What technique or model to use

Rhaymison_Cristian · October 20, 2023, 11:52am

I would like guidance for developing a model.

The challenge is that I have a CSV with more than 150,000 medicines and their characteristics.

I need to train a model (as if it were a Gpt for example but obviously much less powerful).
Where I could ask anything about a certain medication and he would answer. The model should only be an expert on the data in this csv.

Would anyone have any ideas on how to proceed with this project? The idea was that it would be training not like Feelings Analysis where we have flags, but a fluid model where we ask questions and get an answer.
The answer does not need to be creative, just csv data.

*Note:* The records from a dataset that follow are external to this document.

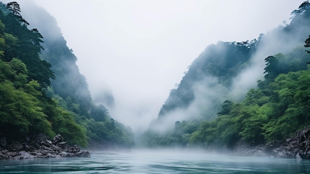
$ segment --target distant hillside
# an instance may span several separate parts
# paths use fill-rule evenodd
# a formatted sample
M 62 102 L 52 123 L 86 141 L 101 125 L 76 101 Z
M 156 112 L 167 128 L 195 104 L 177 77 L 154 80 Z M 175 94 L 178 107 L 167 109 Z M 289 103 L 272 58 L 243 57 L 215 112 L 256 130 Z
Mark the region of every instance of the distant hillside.
M 250 115 L 244 117 L 249 118 L 245 119 L 248 122 L 237 118 L 242 114 L 241 108 L 244 109 L 238 108 L 242 105 L 245 108 L 257 105 L 257 108 L 251 109 L 257 110 L 247 111 L 254 113 L 260 112 L 263 109 L 260 107 L 266 107 L 264 105 L 268 105 L 270 107 L 273 105 L 272 99 L 276 97 L 277 92 L 268 85 L 277 85 L 272 83 L 278 75 L 308 69 L 307 62 L 310 58 L 304 45 L 310 34 L 310 4 L 305 1 L 293 11 L 289 24 L 261 34 L 258 39 L 220 41 L 207 47 L 189 66 L 177 88 L 170 91 L 158 118 L 144 133 L 144 144 L 150 147 L 214 144 L 232 147 L 240 139 L 251 143 L 280 139 L 288 137 L 298 127 L 310 124 L 307 120 L 296 123 L 295 128 L 276 127 L 279 130 L 275 130 L 274 127 L 268 127 L 275 124 L 272 122 L 274 120 L 266 119 L 259 122 L 258 128 L 249 125 L 254 119 L 249 118 L 256 119 Z M 285 109 L 289 107 L 287 104 L 283 107 L 281 109 L 267 108 L 275 110 L 274 112 L 278 111 L 278 117 L 284 116 Z M 231 113 L 233 110 L 235 115 Z M 262 114 L 269 116 L 267 113 Z M 252 128 L 252 131 L 260 134 L 247 132 Z M 275 131 L 286 133 L 272 134 Z
M 0 123 L 0 135 L 18 139 L 39 133 L 50 136 L 60 134 L 67 142 L 83 146 L 93 142 L 125 147 L 133 145 L 131 128 L 114 120 L 103 106 L 96 105 L 92 101 L 86 79 L 76 64 L 77 58 L 66 46 L 55 19 L 44 9 L 31 4 L 25 6 L 24 11 L 23 6 L 16 2 L 7 4 L 0 4 L 3 40 L 1 59 L 3 64 L 11 66 L 12 61 L 24 64 L 24 69 L 14 72 L 18 76 L 14 78 L 19 79 L 22 76 L 25 79 L 20 79 L 23 81 L 18 82 L 23 83 L 14 85 L 16 80 L 10 77 L 9 71 L 15 72 L 14 68 L 17 67 L 12 67 L 10 68 L 13 70 L 8 69 L 7 72 L 1 69 L 4 74 L 1 82 L 13 83 L 11 90 L 26 93 L 27 85 L 30 85 L 27 84 L 31 83 L 36 91 L 27 95 L 37 101 L 33 106 L 41 113 L 40 120 L 46 125 L 35 124 L 38 114 L 28 112 L 28 117 L 24 117 L 20 113 L 22 111 L 16 106 L 10 107 L 12 104 L 2 98 L 1 116 L 13 115 L 21 119 L 21 122 L 3 120 Z M 21 11 L 25 14 L 22 17 Z M 26 21 L 24 16 L 29 19 Z M 31 27 L 35 29 L 28 29 Z M 38 85 L 41 87 L 38 88 Z M 2 94 L 8 97 L 12 92 L 5 91 Z M 26 99 L 12 99 L 10 102 L 17 102 L 15 100 L 25 102 Z M 11 110 L 3 107 L 10 107 Z M 23 119 L 30 122 L 26 127 L 26 122 L 22 123 Z M 12 128 L 15 129 L 13 132 Z M 19 134 L 19 131 L 23 133 Z

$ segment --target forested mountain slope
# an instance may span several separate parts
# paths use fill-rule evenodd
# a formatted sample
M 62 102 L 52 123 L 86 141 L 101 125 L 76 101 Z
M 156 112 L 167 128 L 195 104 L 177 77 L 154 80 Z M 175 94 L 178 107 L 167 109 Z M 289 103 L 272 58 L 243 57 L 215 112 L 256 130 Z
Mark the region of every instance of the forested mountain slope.
M 92 101 L 55 19 L 42 8 L 27 8 L 35 29 L 28 29 L 31 22 L 22 17 L 17 2 L 0 4 L 0 136 L 18 140 L 60 134 L 82 146 L 94 141 L 132 145 L 131 129 Z
M 288 24 L 257 39 L 207 47 L 171 91 L 143 142 L 232 148 L 240 139 L 252 144 L 282 139 L 310 124 L 310 57 L 304 47 L 310 3 L 292 15 Z

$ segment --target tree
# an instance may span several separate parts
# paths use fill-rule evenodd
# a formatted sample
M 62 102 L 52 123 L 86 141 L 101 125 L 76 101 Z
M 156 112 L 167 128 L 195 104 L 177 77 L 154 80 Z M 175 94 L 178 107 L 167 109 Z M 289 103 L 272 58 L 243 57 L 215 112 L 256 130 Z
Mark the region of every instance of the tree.
M 20 7 L 19 4 L 16 1 L 9 2 L 6 4 L 6 8 L 11 11 L 13 14 L 21 16 Z

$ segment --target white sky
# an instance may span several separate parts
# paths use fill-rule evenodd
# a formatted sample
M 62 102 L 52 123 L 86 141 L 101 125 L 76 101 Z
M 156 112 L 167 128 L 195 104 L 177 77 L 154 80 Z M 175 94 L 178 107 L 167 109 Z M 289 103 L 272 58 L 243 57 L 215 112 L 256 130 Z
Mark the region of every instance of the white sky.
M 112 117 L 134 130 L 156 117 L 207 46 L 257 38 L 304 1 L 33 0 L 56 18 L 92 96 L 111 90 Z

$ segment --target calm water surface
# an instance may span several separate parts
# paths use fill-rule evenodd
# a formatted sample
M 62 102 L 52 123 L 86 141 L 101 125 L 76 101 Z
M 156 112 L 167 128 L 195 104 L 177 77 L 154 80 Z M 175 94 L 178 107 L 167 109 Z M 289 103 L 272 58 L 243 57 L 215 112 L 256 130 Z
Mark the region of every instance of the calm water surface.
M 0 174 L 310 174 L 310 161 L 137 151 L 92 158 L 0 161 Z

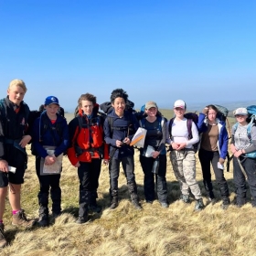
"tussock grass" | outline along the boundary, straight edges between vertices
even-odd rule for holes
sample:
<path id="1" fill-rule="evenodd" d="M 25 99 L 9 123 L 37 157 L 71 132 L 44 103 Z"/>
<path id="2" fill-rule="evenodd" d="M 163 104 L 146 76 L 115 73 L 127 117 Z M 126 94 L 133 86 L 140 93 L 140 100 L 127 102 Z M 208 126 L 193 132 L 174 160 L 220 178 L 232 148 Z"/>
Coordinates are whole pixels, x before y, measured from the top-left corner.
<path id="1" fill-rule="evenodd" d="M 30 153 L 29 146 L 27 152 Z M 90 221 L 79 225 L 75 223 L 79 210 L 77 170 L 64 157 L 61 176 L 63 214 L 55 221 L 50 219 L 48 228 L 35 227 L 26 230 L 11 225 L 11 208 L 7 203 L 4 220 L 9 245 L 0 251 L 1 256 L 255 255 L 255 208 L 247 203 L 241 208 L 230 205 L 227 210 L 222 210 L 215 181 L 214 192 L 219 201 L 215 205 L 207 205 L 198 159 L 197 179 L 207 205 L 200 212 L 194 211 L 195 200 L 192 196 L 191 204 L 178 200 L 179 186 L 169 160 L 166 176 L 170 203 L 168 208 L 161 208 L 157 200 L 152 205 L 144 201 L 144 176 L 138 151 L 135 153 L 135 175 L 143 210 L 136 210 L 133 207 L 122 169 L 119 177 L 120 205 L 114 210 L 108 208 L 109 171 L 107 166 L 102 165 L 98 202 L 103 210 L 100 214 L 90 213 Z M 229 173 L 225 172 L 225 176 L 233 201 L 232 166 Z M 37 218 L 38 187 L 35 158 L 29 155 L 22 190 L 22 206 L 29 218 Z M 248 193 L 248 201 L 250 199 Z"/>

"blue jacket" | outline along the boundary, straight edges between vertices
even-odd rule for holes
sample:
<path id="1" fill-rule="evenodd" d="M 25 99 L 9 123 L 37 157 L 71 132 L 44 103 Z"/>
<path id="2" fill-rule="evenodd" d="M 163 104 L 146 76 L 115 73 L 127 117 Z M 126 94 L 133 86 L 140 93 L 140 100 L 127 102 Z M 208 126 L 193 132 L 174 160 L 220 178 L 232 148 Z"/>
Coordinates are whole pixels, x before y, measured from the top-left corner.
<path id="1" fill-rule="evenodd" d="M 219 139 L 217 142 L 217 145 L 219 156 L 225 159 L 228 155 L 229 144 L 229 134 L 226 129 L 226 123 L 223 121 L 220 122 L 218 118 L 216 120 L 219 128 Z M 208 123 L 206 120 L 206 115 L 202 112 L 199 113 L 197 127 L 199 134 L 208 131 Z"/>
<path id="2" fill-rule="evenodd" d="M 48 121 L 48 129 L 44 129 L 43 118 Z M 61 126 L 62 134 L 57 132 L 57 127 L 59 126 Z M 34 123 L 32 141 L 37 155 L 46 158 L 48 155 L 43 146 L 48 145 L 56 146 L 54 155 L 59 156 L 69 146 L 69 127 L 66 119 L 57 114 L 56 123 L 52 124 L 47 112 L 42 112 L 40 117 L 37 118 Z"/>
<path id="3" fill-rule="evenodd" d="M 109 123 L 109 118 L 112 118 L 112 131 L 111 129 L 111 123 Z M 129 137 L 130 141 L 132 141 L 134 133 L 139 128 L 139 123 L 133 113 L 124 111 L 123 116 L 120 118 L 115 113 L 114 110 L 112 110 L 107 115 L 103 128 L 105 142 L 106 144 L 110 144 L 111 157 L 123 158 L 134 155 L 134 149 L 133 146 L 128 144 L 123 145 L 121 147 L 116 146 L 117 140 L 123 141 L 127 136 Z M 112 152 L 114 152 L 113 155 Z"/>

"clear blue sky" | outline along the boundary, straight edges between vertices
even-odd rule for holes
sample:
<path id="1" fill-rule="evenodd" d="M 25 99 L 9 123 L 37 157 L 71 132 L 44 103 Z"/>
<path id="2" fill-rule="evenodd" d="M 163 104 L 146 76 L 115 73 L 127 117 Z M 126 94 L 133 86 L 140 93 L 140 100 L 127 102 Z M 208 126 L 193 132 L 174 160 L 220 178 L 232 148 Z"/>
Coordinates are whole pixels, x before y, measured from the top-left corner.
<path id="1" fill-rule="evenodd" d="M 256 104 L 254 0 L 0 0 L 0 96 L 22 79 L 30 109 L 116 88 L 135 108 Z"/>

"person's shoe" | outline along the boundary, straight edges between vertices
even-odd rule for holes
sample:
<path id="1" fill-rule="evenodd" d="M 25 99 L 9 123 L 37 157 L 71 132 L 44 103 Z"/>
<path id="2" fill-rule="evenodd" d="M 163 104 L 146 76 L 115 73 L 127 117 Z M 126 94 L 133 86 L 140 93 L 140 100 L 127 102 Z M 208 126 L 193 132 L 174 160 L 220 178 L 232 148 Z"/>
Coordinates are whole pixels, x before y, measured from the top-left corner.
<path id="1" fill-rule="evenodd" d="M 142 209 L 143 208 L 141 207 L 140 203 L 137 200 L 133 200 L 132 203 L 136 209 Z"/>
<path id="2" fill-rule="evenodd" d="M 189 199 L 189 195 L 180 195 L 180 199 L 186 203 L 186 204 L 188 204 L 190 203 L 190 199 Z"/>
<path id="3" fill-rule="evenodd" d="M 92 212 L 96 212 L 96 213 L 100 213 L 101 211 L 101 207 L 100 207 L 99 205 L 90 205 L 89 206 L 89 210 L 92 211 Z"/>
<path id="4" fill-rule="evenodd" d="M 4 235 L 5 225 L 0 223 L 0 248 L 4 248 L 7 245 L 7 241 Z"/>
<path id="5" fill-rule="evenodd" d="M 88 216 L 79 216 L 76 223 L 77 224 L 83 224 L 88 221 Z"/>
<path id="6" fill-rule="evenodd" d="M 229 208 L 229 204 L 230 204 L 230 200 L 229 197 L 223 198 L 223 201 L 222 201 L 222 204 L 220 207 L 222 209 L 227 209 Z"/>
<path id="7" fill-rule="evenodd" d="M 16 214 L 13 214 L 12 225 L 14 226 L 22 226 L 25 228 L 31 228 L 36 224 L 36 219 L 27 219 L 24 209 L 20 209 Z"/>
<path id="8" fill-rule="evenodd" d="M 208 202 L 209 204 L 215 205 L 217 203 L 217 199 L 215 197 L 208 197 Z"/>
<path id="9" fill-rule="evenodd" d="M 196 205 L 195 205 L 195 210 L 196 211 L 202 210 L 204 208 L 204 207 L 205 207 L 205 205 L 204 205 L 203 199 L 197 199 Z"/>
<path id="10" fill-rule="evenodd" d="M 162 208 L 168 208 L 168 204 L 166 202 L 160 202 Z"/>
<path id="11" fill-rule="evenodd" d="M 118 207 L 118 197 L 112 197 L 112 204 L 110 206 L 110 209 L 114 209 Z"/>
<path id="12" fill-rule="evenodd" d="M 56 218 L 59 217 L 61 212 L 52 212 L 51 217 L 55 219 Z"/>
<path id="13" fill-rule="evenodd" d="M 48 227 L 48 216 L 47 214 L 40 214 L 37 224 L 39 227 Z"/>

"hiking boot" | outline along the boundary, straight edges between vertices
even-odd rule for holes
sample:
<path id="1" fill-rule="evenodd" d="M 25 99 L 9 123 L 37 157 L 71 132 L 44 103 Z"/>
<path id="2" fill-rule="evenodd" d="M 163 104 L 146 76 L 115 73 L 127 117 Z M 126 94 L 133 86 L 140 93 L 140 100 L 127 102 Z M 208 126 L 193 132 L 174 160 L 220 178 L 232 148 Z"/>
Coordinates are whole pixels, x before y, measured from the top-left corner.
<path id="1" fill-rule="evenodd" d="M 168 204 L 166 202 L 160 202 L 162 208 L 168 208 Z"/>
<path id="2" fill-rule="evenodd" d="M 195 210 L 199 211 L 204 208 L 205 205 L 203 202 L 203 199 L 197 199 L 196 205 L 195 205 Z"/>
<path id="3" fill-rule="evenodd" d="M 215 197 L 208 197 L 208 204 L 215 205 L 217 203 L 217 199 Z"/>
<path id="4" fill-rule="evenodd" d="M 111 209 L 114 209 L 118 207 L 118 197 L 112 197 L 112 204 L 110 206 Z"/>
<path id="5" fill-rule="evenodd" d="M 222 209 L 227 209 L 229 208 L 229 205 L 230 204 L 230 200 L 229 197 L 223 198 L 222 204 L 221 204 L 221 208 Z"/>
<path id="6" fill-rule="evenodd" d="M 137 200 L 133 200 L 132 203 L 136 209 L 142 209 L 143 208 L 141 207 L 140 203 Z"/>
<path id="7" fill-rule="evenodd" d="M 13 215 L 12 225 L 22 226 L 25 228 L 31 228 L 36 223 L 36 219 L 27 219 L 24 209 L 20 209 L 18 212 Z"/>
<path id="8" fill-rule="evenodd" d="M 90 205 L 89 206 L 89 210 L 92 211 L 92 212 L 96 212 L 96 213 L 100 213 L 101 211 L 101 207 L 100 207 L 99 205 Z"/>
<path id="9" fill-rule="evenodd" d="M 189 195 L 180 195 L 180 199 L 186 203 L 186 204 L 189 204 L 190 203 L 190 199 L 189 199 Z"/>
<path id="10" fill-rule="evenodd" d="M 48 226 L 48 216 L 47 214 L 40 214 L 37 224 L 39 227 Z"/>
<path id="11" fill-rule="evenodd" d="M 83 224 L 83 223 L 85 223 L 87 221 L 88 221 L 88 216 L 87 215 L 86 216 L 79 216 L 76 223 L 77 224 Z"/>
<path id="12" fill-rule="evenodd" d="M 4 235 L 5 225 L 4 223 L 0 223 L 0 248 L 4 248 L 7 245 L 7 241 Z"/>

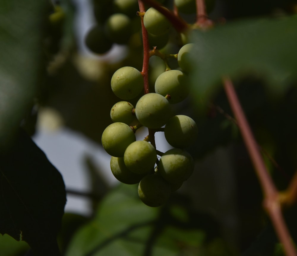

The idea of the model is precisely because not everyone knows the exact name. So if someone asked about Pacentamol, he would identify that it was Paracetamol and return the data.

Thank you all in advance.

tagoma · October 20, 2023, 1:29pm

Hi @Rhaymison_Cristian
What does your data/dataset look like ?
Can you provide example of a question? How much advanced does it have to be from the basic user inputs the name of the medication and model spits out the “hard-coded” data?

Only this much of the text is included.